The authors write that in the past four years, “the lake has warmed at an alarming rate of over 0.3 degrees F/year.” That’s 15 times faster than the long-term warming rate.
Also, the average surface temperature was the warmest on record, 53.3 degrees F.
Mixing:
Deep mixing that a lake undergoes in the winter is crucial for adding oxygen to the depths and redistributing nitrogen that tends to accumulate at the bottom. However, Lake Tahoe failed to mix to its full depth for the fourth year in a row. Its mixing depth in 2015 of 262 feet is the lowest recorded. This lack of deep mixing also led to the highest average nitrate levels ever recorded in the lake, 20.6 micrograms per liter. This marked a recent shift from the relatively constant nitrate concentrations that persisted for much of the 35 year record.
Algae and lake level:
Attached algae around the lake’s margins were at record-low levels, due largely to the low lake level, which fell by 9 inches in 2015. Lake Tahoe was below the natural rim 364 days in 2015, so no water could flow into the Truckee River.
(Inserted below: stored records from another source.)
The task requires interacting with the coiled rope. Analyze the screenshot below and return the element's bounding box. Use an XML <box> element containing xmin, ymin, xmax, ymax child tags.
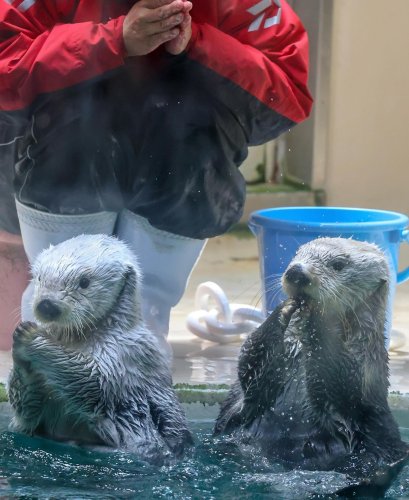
<box><xmin>186</xmin><ymin>281</ymin><xmax>265</xmax><ymax>343</ymax></box>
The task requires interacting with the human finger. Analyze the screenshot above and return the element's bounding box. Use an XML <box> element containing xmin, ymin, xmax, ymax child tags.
<box><xmin>148</xmin><ymin>27</ymin><xmax>180</xmax><ymax>51</ymax></box>
<box><xmin>179</xmin><ymin>12</ymin><xmax>191</xmax><ymax>30</ymax></box>
<box><xmin>181</xmin><ymin>2</ymin><xmax>193</xmax><ymax>13</ymax></box>
<box><xmin>164</xmin><ymin>13</ymin><xmax>191</xmax><ymax>55</ymax></box>
<box><xmin>123</xmin><ymin>1</ymin><xmax>181</xmax><ymax>57</ymax></box>
<box><xmin>143</xmin><ymin>0</ymin><xmax>186</xmax><ymax>22</ymax></box>
<box><xmin>140</xmin><ymin>0</ymin><xmax>176</xmax><ymax>8</ymax></box>
<box><xmin>146</xmin><ymin>12</ymin><xmax>185</xmax><ymax>35</ymax></box>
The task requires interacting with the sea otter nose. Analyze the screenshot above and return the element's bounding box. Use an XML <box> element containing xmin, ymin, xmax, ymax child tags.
<box><xmin>285</xmin><ymin>264</ymin><xmax>311</xmax><ymax>287</ymax></box>
<box><xmin>36</xmin><ymin>299</ymin><xmax>62</xmax><ymax>320</ymax></box>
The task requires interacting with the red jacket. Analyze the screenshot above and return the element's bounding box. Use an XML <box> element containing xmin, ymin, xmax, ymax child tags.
<box><xmin>0</xmin><ymin>0</ymin><xmax>312</xmax><ymax>122</ymax></box>
<box><xmin>0</xmin><ymin>0</ymin><xmax>313</xmax><ymax>237</ymax></box>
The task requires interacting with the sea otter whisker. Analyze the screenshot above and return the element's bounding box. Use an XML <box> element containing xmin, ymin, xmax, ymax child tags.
<box><xmin>324</xmin><ymin>284</ymin><xmax>353</xmax><ymax>323</ymax></box>
<box><xmin>81</xmin><ymin>309</ymin><xmax>97</xmax><ymax>328</ymax></box>
<box><xmin>333</xmin><ymin>284</ymin><xmax>366</xmax><ymax>332</ymax></box>
<box><xmin>70</xmin><ymin>294</ymin><xmax>96</xmax><ymax>334</ymax></box>
<box><xmin>67</xmin><ymin>324</ymin><xmax>77</xmax><ymax>342</ymax></box>
<box><xmin>252</xmin><ymin>277</ymin><xmax>285</xmax><ymax>311</ymax></box>
<box><xmin>76</xmin><ymin>312</ymin><xmax>97</xmax><ymax>339</ymax></box>
<box><xmin>72</xmin><ymin>316</ymin><xmax>86</xmax><ymax>341</ymax></box>
<box><xmin>329</xmin><ymin>288</ymin><xmax>348</xmax><ymax>314</ymax></box>
<box><xmin>72</xmin><ymin>304</ymin><xmax>97</xmax><ymax>335</ymax></box>
<box><xmin>11</xmin><ymin>305</ymin><xmax>22</xmax><ymax>325</ymax></box>
<box><xmin>59</xmin><ymin>325</ymin><xmax>72</xmax><ymax>343</ymax></box>
<box><xmin>265</xmin><ymin>272</ymin><xmax>285</xmax><ymax>283</ymax></box>
<box><xmin>264</xmin><ymin>280</ymin><xmax>284</xmax><ymax>301</ymax></box>
<box><xmin>251</xmin><ymin>292</ymin><xmax>264</xmax><ymax>311</ymax></box>
<box><xmin>61</xmin><ymin>309</ymin><xmax>91</xmax><ymax>342</ymax></box>
<box><xmin>265</xmin><ymin>282</ymin><xmax>283</xmax><ymax>297</ymax></box>
<box><xmin>234</xmin><ymin>280</ymin><xmax>266</xmax><ymax>311</ymax></box>
<box><xmin>327</xmin><ymin>288</ymin><xmax>358</xmax><ymax>335</ymax></box>
<box><xmin>84</xmin><ymin>315</ymin><xmax>97</xmax><ymax>333</ymax></box>
<box><xmin>269</xmin><ymin>288</ymin><xmax>286</xmax><ymax>310</ymax></box>
<box><xmin>320</xmin><ymin>279</ymin><xmax>342</xmax><ymax>308</ymax></box>
<box><xmin>265</xmin><ymin>275</ymin><xmax>284</xmax><ymax>291</ymax></box>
“The occurrence of rising air temperatures Lake Tahoe has been known about for many years now, and with it the warming of the lake. What is different this year is that we are seeing more aspects of the lake’s internal physics changing, and that is bound to alter the ecology.” – Dr. Geoffrey Schladow, TERC Director
Clarity affected by low snow-to-rain ratio
Average annual clarity was 73.1 feet in 2015, a 4.8-foot decrease from the previous year, a measurement announced in April 2016. The decline was due in part to warmer inflowing water. The annual average clarity was still more than 9 feet greater than the lowest recorded average of 64.1 feet in 1997. The measurement marks the depth at which a 10-inch white disk, called a Secchi disk, remains visible when lowered into the water.